Let us see, however, how this same man who is led with such modesty and gentleness to correct the Corinthians conducts himself against the Galatians, who had departed from the faith. For without any patience of modesty offered beforehand, without any sweetness of speech granted in advance, those whom he knew had departed from the faith he rebukes with invective from the very beginning of his epistle. For after the greeting, he began thus: "I marvel that you are so quickly being transferred from him who called you in the grace of Christ." To whom also, after other things, he adds in open rebuke: "O foolish Galatians, who has bewitched you?" For hard minds, unless they were struck with open rebuke, would in no way recognize the evil they had done. For often those who are shameless feel they have sinned only to the degree that they are rebuked for the sins they have committed, so that they consider their faults to be lesser when a lesser invective chastises them, and those which they see are vehemently reproved they perceive to be greater.
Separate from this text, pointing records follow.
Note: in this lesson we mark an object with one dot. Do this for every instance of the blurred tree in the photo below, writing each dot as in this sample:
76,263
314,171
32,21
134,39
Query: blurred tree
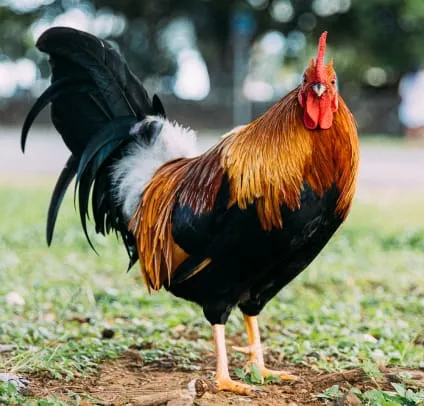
379,39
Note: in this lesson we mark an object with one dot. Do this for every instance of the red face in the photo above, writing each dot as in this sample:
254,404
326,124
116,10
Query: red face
318,92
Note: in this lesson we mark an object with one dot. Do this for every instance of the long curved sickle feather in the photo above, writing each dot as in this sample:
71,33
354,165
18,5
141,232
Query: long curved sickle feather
57,89
62,184
115,130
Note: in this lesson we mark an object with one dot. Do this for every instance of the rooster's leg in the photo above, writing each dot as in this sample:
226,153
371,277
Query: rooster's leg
222,377
255,350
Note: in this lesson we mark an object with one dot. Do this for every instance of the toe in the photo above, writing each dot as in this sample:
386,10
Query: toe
240,388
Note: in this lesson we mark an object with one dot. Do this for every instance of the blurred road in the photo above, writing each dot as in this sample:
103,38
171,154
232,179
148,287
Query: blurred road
385,170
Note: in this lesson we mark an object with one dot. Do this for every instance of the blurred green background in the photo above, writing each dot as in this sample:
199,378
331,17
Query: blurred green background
205,56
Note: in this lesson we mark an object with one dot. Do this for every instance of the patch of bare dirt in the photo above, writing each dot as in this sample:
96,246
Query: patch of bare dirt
127,381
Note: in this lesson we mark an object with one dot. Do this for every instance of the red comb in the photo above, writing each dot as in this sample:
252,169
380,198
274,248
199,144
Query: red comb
320,65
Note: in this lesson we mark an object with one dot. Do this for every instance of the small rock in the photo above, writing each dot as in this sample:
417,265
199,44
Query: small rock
14,299
108,333
19,382
350,399
184,400
7,348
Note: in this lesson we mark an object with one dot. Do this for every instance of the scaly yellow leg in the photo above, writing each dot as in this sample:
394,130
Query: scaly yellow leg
222,377
255,350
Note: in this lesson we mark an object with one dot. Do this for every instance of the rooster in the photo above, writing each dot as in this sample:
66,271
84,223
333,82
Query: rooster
226,228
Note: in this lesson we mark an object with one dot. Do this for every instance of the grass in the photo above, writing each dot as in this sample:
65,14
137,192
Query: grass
359,304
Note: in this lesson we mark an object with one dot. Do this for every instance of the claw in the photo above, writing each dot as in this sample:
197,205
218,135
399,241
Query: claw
240,388
283,375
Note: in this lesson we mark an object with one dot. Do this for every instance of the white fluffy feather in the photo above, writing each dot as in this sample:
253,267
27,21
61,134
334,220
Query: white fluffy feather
132,172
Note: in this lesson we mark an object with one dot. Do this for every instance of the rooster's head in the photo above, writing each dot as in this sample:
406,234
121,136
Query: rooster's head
318,92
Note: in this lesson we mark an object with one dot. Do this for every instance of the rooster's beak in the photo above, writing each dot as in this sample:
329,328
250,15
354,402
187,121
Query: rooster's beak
319,89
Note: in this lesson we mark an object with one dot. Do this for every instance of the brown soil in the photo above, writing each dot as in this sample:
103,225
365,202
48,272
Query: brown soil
127,381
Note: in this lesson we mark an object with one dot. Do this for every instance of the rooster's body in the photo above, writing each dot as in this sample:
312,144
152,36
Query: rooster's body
226,228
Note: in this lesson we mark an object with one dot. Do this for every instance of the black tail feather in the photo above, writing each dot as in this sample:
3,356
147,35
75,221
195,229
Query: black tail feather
95,101
62,184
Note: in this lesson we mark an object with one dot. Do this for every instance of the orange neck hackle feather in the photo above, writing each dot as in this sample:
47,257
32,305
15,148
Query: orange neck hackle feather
269,160
266,163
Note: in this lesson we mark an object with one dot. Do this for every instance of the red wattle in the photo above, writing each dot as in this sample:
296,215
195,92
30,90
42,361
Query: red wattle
318,112
311,115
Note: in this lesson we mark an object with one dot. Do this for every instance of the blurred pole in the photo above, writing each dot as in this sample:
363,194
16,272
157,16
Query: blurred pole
243,27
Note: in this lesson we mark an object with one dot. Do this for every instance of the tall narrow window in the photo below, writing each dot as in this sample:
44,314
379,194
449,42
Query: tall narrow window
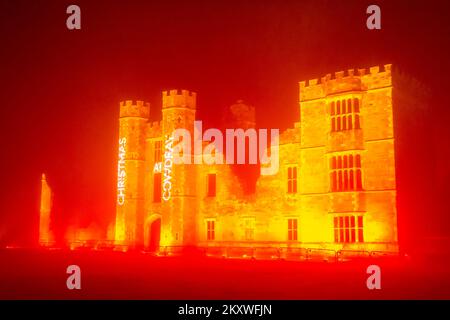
158,157
345,173
348,229
292,179
292,229
211,185
345,115
249,228
157,187
210,230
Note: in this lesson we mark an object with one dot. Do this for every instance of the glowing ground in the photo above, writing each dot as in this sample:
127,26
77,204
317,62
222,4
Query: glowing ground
41,274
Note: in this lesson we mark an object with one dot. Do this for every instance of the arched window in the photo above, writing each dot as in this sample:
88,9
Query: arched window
358,180
358,161
333,181
351,181
356,105
345,180
357,125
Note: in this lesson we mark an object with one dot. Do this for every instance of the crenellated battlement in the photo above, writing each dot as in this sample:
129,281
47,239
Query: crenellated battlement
344,81
154,129
130,108
179,98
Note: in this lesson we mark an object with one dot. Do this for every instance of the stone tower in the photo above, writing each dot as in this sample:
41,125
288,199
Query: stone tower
45,234
179,223
131,169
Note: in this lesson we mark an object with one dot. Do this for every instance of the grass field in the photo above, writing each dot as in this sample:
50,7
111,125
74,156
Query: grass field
41,274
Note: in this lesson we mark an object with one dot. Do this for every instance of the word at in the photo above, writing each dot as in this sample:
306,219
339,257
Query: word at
121,174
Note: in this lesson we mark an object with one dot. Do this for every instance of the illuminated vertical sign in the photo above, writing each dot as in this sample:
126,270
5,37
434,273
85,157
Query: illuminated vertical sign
121,172
168,163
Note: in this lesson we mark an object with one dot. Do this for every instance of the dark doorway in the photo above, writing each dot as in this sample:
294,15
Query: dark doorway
155,233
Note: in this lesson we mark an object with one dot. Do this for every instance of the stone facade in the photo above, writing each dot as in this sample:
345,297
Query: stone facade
335,188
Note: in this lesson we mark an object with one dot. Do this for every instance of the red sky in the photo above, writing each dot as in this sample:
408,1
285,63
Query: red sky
60,89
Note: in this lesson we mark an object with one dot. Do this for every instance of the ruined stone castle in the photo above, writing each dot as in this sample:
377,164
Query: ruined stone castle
335,188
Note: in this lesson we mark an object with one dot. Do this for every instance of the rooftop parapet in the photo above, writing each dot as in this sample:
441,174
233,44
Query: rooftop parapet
181,99
344,81
130,108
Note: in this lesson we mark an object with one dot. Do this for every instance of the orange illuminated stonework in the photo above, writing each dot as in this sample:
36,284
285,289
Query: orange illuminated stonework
335,188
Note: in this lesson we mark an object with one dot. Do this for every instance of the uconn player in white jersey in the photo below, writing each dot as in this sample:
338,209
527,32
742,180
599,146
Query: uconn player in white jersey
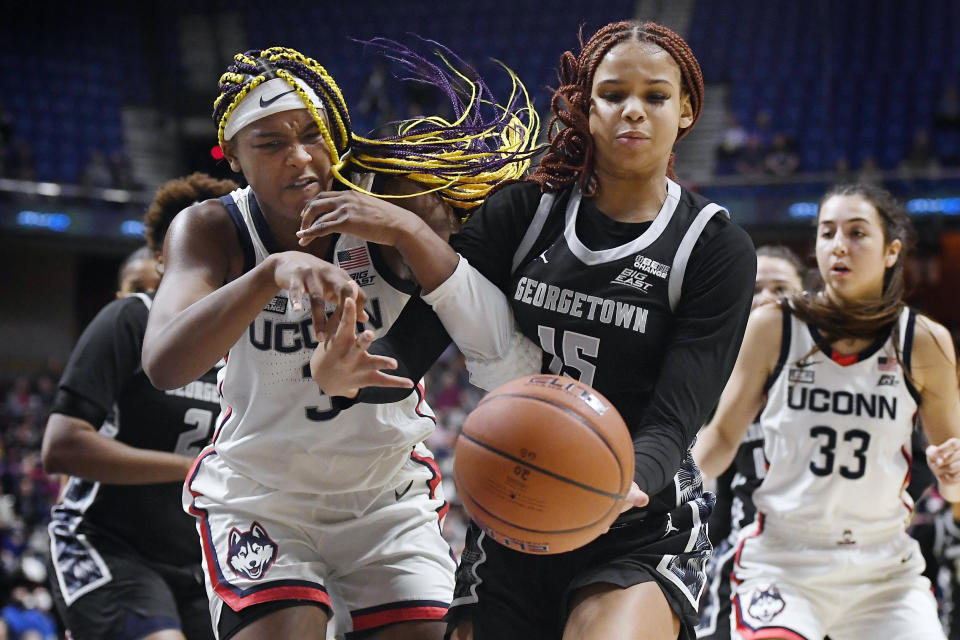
617,276
847,369
304,508
779,273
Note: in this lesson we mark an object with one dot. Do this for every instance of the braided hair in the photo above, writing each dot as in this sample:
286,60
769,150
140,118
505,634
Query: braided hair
570,157
486,144
176,195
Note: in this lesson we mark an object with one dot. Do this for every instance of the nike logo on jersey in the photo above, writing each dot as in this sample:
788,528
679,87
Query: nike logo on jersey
581,305
399,494
277,305
266,103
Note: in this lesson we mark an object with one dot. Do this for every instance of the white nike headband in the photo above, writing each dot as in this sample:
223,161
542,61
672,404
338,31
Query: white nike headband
268,98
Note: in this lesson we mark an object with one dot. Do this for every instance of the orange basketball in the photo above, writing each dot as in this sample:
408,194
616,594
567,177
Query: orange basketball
543,463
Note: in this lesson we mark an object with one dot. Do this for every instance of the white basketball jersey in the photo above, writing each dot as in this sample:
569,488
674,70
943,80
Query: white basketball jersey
837,434
275,426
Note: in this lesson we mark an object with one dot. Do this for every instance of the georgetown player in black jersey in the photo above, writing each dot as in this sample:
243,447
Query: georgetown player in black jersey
617,276
840,375
779,273
126,558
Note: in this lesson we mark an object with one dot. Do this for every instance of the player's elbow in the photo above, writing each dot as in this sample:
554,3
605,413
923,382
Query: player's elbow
162,371
54,451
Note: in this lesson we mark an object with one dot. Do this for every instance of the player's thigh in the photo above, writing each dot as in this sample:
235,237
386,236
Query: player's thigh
304,622
412,630
166,634
608,612
774,609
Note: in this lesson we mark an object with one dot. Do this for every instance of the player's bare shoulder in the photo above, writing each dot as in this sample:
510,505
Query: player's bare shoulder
205,231
933,350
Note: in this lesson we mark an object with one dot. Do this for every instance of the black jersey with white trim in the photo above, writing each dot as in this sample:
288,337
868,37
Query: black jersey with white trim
105,371
649,315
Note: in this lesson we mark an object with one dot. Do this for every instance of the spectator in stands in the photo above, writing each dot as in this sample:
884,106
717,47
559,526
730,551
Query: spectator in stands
869,172
750,161
762,127
6,126
781,158
20,161
732,141
121,171
921,159
948,109
97,171
842,173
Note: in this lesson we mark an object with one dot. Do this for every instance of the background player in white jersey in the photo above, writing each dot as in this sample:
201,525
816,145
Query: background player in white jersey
779,274
126,559
305,507
845,370
629,283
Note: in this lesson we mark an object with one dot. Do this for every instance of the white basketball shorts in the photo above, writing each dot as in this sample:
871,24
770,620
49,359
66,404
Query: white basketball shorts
786,587
373,557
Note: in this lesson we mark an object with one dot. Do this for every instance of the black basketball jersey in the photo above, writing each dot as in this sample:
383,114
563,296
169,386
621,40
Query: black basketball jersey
650,314
105,370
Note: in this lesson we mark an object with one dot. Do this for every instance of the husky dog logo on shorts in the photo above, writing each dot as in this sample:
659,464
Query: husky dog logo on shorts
251,552
766,604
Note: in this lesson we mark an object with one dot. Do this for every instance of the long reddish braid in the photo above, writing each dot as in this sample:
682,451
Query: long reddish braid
569,158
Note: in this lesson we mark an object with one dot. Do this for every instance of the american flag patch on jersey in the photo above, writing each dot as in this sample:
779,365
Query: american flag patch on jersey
353,258
886,364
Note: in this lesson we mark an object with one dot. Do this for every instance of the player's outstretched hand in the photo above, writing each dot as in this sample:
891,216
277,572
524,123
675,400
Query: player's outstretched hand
635,498
357,214
341,365
944,461
305,275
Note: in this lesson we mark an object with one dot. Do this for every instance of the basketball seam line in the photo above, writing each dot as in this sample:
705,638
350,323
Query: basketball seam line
547,472
573,413
510,523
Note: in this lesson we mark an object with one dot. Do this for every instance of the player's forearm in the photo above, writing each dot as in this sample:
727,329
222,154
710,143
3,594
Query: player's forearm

Hence it is necessary that the speech of the preacher must always be formed according to the quality of the hearers, lest he speak harshly to the modest or gently to the shameless. But what is surprising if the dispenser of God's word does this, when even the farmer who casts seeds into the ground first considers beforehand the quality of the soil, which seeds it seems suited for, and after he has considered the quality beforehand, then he scatters the seeds? But because we have drawn out the discussion about the quality of teaching too long, it is fitting that we return to the order of exposition which we had begun.